Das neue Projekt knüpft an "Opferpopp" an, in dem Laien-Schauspieler persönliche Geschichten von Gewalt und Vernachlässigung teilten. Diesmal liegt der Fokus darauf, die Lebenswege der damaligen Ensemblemitglieder nachzuzeichnen – viele von ihnen sind inzwischen aus dem öffentlichen Gedächtnis verschwunden. Die Installation ehrt Alexander der große Kluth, einen der Darsteller von 2007, der im vergangenen Jahr starb, indem der Veranstaltungsort für die Dauer der Aufführungen den Namen Klubhaus Kluth trägt.

Besucher können den Raum in eigenem Tempo erkunden und selbst entscheiden, wie intensiv sie sich mit den Themen Erinnerung, Ausgrenzung und Verlust auseinandersetzen möchten. Die Produktion richtet sich explizit auch an junge Menschen ab 14 Jahren und lädt sie ein, sich mit den vielschichtigen Erzählsträngen der Installation zu beschäftigen. Als Teil der übergreifenden Reihe "ERINNERN IST HEIMAT" setzt sich das Projekt zudem mit Halles ungelösten Fragen und kollektiven Wunden auseinander.

Über die ursprünglichen schauspielerinnen – etwa zu ihrer Identität oder ihrem heutigen Leben – gibt es in den verfügbaren Aufzeichnungen kaum Informationen. Die Aufführungen 2026 konzentrieren sich stattdessen darauf, ein "Denkmal für die Ausgelöschten" zu schaffen und ihre Geschichten vor dem Vergessen zu bewahren.
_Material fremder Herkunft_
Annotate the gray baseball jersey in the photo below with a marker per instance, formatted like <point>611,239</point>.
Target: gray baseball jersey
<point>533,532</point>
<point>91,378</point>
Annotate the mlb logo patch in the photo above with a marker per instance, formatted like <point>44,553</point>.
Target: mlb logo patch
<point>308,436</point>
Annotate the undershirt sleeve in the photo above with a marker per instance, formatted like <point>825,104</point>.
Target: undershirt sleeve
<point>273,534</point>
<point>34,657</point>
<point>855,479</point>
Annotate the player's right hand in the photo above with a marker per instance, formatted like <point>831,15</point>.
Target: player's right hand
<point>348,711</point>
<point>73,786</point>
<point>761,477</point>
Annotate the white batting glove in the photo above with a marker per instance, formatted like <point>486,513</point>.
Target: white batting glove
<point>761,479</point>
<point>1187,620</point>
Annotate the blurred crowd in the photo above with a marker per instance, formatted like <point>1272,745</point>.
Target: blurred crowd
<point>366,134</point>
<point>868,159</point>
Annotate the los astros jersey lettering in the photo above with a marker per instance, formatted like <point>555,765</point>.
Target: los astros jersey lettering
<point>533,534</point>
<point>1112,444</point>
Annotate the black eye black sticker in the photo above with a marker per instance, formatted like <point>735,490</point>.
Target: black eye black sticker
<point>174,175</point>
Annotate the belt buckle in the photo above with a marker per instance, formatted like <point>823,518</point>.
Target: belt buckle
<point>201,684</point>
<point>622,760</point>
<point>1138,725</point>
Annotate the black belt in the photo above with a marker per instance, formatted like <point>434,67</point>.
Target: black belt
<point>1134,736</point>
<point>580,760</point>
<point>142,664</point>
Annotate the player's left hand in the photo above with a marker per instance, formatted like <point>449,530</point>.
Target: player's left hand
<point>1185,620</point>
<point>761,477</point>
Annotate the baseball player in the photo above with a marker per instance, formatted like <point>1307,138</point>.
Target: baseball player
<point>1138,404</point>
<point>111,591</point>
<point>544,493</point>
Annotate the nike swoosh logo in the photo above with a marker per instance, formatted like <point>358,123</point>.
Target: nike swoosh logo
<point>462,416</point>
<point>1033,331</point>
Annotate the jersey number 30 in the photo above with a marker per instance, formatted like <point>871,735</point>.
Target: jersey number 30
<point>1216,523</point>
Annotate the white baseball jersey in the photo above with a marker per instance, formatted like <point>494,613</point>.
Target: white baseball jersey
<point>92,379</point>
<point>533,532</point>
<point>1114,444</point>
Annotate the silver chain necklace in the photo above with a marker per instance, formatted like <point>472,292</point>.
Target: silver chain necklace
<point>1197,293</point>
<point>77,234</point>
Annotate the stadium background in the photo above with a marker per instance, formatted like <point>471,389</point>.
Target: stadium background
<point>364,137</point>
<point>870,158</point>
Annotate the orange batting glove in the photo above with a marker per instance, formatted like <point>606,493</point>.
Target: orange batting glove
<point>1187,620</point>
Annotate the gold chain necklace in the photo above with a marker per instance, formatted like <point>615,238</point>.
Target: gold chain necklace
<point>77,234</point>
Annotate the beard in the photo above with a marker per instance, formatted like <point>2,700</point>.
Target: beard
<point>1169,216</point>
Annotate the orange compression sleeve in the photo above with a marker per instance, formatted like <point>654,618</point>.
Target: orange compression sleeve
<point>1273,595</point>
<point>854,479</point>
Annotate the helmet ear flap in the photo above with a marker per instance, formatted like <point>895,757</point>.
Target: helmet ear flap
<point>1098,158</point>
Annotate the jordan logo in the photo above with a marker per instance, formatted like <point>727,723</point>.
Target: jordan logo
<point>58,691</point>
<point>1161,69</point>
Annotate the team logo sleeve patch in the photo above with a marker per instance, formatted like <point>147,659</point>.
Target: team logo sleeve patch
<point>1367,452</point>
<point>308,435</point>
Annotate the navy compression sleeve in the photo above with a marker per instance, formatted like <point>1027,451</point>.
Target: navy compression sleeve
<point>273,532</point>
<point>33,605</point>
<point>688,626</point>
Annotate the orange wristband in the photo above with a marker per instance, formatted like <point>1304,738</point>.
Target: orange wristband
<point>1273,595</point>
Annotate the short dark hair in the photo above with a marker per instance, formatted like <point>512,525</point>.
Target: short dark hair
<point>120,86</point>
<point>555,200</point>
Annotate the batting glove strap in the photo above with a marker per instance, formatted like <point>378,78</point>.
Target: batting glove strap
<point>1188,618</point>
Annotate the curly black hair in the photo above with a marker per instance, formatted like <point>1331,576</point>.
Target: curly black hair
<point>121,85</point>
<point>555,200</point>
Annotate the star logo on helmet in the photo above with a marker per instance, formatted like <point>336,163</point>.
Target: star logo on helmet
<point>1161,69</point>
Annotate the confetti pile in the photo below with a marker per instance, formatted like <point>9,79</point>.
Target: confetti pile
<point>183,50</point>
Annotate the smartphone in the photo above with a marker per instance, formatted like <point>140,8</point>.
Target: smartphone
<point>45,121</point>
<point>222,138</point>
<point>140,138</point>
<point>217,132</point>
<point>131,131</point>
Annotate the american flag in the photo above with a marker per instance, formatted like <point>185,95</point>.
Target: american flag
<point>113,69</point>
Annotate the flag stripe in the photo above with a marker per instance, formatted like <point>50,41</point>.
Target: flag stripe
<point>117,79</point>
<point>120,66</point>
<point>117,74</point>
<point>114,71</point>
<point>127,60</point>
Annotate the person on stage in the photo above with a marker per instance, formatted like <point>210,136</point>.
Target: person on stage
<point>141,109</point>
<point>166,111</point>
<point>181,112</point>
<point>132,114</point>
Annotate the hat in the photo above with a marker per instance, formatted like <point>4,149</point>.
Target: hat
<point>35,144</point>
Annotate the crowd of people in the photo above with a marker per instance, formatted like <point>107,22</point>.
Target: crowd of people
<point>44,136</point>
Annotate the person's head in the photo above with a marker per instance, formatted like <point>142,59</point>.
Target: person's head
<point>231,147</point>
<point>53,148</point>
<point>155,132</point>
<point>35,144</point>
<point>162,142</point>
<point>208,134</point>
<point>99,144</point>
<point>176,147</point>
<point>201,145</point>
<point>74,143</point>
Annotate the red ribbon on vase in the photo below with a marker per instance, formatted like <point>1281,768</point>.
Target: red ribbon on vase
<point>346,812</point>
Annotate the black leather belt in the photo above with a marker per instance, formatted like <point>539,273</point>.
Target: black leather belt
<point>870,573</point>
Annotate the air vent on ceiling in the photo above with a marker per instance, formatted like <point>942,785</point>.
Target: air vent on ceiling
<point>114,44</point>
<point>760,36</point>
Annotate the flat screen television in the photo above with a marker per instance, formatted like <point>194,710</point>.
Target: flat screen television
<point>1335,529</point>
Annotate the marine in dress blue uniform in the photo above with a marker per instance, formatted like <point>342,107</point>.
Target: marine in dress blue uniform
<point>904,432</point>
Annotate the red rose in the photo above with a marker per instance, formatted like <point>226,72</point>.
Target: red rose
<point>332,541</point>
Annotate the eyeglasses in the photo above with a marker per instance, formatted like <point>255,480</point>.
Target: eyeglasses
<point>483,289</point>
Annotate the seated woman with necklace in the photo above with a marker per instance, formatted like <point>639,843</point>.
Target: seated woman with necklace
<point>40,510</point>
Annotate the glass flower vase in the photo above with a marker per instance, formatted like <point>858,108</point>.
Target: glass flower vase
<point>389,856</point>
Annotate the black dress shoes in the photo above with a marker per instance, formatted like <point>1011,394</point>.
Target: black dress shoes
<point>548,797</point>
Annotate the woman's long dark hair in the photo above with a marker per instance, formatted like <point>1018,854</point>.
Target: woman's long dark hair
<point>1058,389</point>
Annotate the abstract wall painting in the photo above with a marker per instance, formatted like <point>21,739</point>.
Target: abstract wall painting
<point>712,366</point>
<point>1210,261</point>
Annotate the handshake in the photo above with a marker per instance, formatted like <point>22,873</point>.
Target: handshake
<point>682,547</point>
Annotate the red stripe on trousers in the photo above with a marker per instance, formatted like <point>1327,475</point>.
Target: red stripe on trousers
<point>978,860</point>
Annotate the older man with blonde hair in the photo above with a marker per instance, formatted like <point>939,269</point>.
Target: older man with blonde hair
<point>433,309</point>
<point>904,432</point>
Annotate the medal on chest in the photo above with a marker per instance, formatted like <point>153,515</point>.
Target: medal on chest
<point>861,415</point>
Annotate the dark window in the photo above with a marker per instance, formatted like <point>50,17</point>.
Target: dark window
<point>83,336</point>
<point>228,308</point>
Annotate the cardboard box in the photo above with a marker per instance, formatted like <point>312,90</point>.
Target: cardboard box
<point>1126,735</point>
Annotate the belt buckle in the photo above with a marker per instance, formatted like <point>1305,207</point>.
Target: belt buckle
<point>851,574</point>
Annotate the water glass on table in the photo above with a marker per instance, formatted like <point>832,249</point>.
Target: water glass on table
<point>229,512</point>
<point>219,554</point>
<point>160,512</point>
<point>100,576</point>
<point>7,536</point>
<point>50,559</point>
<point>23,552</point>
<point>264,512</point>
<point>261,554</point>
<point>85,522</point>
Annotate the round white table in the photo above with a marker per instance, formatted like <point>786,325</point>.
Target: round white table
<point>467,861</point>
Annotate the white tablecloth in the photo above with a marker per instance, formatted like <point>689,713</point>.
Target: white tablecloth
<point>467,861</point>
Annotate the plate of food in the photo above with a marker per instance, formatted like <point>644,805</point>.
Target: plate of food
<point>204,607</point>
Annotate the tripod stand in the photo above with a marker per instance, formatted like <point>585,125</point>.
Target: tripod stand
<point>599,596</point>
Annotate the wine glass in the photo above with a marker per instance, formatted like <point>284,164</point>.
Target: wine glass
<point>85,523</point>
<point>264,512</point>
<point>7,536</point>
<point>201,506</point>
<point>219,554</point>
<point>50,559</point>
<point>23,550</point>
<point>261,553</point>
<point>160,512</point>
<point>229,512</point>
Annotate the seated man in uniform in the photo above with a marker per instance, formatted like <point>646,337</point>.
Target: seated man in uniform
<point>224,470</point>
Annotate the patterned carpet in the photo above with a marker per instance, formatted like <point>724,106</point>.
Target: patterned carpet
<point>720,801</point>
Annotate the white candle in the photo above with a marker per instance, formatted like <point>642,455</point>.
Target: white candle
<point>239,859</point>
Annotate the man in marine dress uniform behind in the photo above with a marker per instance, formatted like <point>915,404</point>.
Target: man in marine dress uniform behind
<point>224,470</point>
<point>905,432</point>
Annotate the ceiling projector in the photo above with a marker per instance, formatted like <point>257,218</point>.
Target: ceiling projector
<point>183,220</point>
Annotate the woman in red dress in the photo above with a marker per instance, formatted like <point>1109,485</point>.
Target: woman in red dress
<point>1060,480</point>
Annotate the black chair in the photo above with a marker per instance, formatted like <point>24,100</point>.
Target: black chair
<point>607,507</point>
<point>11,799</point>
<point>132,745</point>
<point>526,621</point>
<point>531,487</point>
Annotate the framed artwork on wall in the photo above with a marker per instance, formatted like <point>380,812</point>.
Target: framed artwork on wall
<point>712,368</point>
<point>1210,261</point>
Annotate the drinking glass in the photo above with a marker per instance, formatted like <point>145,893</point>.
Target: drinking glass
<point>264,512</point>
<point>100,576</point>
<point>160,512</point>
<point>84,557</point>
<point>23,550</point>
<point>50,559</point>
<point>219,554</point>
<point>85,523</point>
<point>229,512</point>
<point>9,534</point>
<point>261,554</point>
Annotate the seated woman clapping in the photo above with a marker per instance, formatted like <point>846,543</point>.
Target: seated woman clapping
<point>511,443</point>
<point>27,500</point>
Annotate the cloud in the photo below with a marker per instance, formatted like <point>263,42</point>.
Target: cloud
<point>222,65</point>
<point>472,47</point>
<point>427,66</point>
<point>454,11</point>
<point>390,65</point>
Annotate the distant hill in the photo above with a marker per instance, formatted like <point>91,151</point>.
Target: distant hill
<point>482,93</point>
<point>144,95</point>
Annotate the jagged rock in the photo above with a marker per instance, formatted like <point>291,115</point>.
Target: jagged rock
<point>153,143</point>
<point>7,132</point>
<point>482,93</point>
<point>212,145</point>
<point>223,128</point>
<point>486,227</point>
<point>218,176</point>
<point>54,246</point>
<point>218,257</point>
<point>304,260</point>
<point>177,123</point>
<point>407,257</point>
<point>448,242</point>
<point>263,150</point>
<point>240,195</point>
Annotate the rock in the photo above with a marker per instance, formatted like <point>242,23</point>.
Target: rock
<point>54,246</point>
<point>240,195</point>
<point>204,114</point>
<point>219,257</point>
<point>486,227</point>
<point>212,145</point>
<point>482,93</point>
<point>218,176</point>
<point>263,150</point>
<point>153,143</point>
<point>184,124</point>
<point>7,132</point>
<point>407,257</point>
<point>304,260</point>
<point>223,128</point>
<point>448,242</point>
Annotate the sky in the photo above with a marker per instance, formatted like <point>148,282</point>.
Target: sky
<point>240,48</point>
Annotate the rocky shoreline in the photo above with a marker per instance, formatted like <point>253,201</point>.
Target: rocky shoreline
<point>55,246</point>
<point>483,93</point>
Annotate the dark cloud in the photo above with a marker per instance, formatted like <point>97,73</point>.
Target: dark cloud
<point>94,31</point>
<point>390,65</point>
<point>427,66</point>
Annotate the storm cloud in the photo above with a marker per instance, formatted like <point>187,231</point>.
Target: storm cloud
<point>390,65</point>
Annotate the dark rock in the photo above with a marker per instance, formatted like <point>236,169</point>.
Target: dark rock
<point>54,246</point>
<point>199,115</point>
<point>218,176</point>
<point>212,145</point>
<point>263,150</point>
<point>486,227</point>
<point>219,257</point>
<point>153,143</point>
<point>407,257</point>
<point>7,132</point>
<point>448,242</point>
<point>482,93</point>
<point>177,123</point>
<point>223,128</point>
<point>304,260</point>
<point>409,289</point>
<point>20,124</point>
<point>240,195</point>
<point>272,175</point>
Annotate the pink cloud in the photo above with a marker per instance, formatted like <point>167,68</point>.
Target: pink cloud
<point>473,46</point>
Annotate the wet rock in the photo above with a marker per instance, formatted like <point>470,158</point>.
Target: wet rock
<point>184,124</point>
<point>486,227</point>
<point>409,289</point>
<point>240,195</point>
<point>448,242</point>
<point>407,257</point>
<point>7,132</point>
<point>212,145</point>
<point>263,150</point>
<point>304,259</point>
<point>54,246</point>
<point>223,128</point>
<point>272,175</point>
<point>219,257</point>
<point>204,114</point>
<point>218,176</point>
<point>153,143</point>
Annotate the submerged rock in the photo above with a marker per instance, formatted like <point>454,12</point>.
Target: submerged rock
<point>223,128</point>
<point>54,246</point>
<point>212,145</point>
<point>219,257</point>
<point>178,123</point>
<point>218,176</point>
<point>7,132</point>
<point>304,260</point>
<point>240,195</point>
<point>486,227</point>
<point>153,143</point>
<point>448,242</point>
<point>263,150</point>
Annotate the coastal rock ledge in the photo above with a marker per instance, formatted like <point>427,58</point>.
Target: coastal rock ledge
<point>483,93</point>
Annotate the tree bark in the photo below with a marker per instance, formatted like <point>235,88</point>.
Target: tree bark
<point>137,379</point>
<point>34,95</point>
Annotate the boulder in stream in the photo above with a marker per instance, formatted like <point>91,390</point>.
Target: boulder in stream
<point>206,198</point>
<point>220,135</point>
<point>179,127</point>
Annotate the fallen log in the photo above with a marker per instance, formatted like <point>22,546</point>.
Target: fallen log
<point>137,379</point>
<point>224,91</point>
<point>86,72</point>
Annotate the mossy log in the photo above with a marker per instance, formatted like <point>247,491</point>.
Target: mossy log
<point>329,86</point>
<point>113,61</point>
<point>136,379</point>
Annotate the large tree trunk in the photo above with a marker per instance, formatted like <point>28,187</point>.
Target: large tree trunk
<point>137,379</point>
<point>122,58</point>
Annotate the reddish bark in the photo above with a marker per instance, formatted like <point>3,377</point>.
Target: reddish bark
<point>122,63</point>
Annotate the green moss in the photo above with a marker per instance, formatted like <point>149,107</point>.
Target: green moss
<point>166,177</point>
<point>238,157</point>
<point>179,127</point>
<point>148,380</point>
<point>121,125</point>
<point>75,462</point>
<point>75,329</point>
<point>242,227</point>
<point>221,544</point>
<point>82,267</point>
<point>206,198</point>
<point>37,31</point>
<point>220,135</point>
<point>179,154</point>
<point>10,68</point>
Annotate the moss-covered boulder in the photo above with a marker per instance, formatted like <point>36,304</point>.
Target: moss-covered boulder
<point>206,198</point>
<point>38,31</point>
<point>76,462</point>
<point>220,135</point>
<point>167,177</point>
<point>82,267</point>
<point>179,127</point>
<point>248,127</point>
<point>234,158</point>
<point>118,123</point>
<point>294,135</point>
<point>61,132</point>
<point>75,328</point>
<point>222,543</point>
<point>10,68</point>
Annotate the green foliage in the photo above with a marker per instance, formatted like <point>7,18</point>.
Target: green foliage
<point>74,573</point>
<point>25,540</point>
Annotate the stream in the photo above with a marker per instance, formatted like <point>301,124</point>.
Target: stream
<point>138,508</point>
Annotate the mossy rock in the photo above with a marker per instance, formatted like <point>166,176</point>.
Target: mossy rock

Die Installation ist vom 5. bis 22. März 2026 im nt-Schaufenster zu erleben und bietet Raum für Reflexion und Teilhabe. Durch die Verbindung von Performance, Ausstellung und Club-Atmosphäre fordert "Opferpopp 2.0" das Publikum auf, sich mit Gewalt und Erinnerung zu konfrontieren. Das Projekt ist zugleich eine Hommage an Alexander der große Kluth und eine Auseinandersetzung mit der Kulturgeschichte Halles.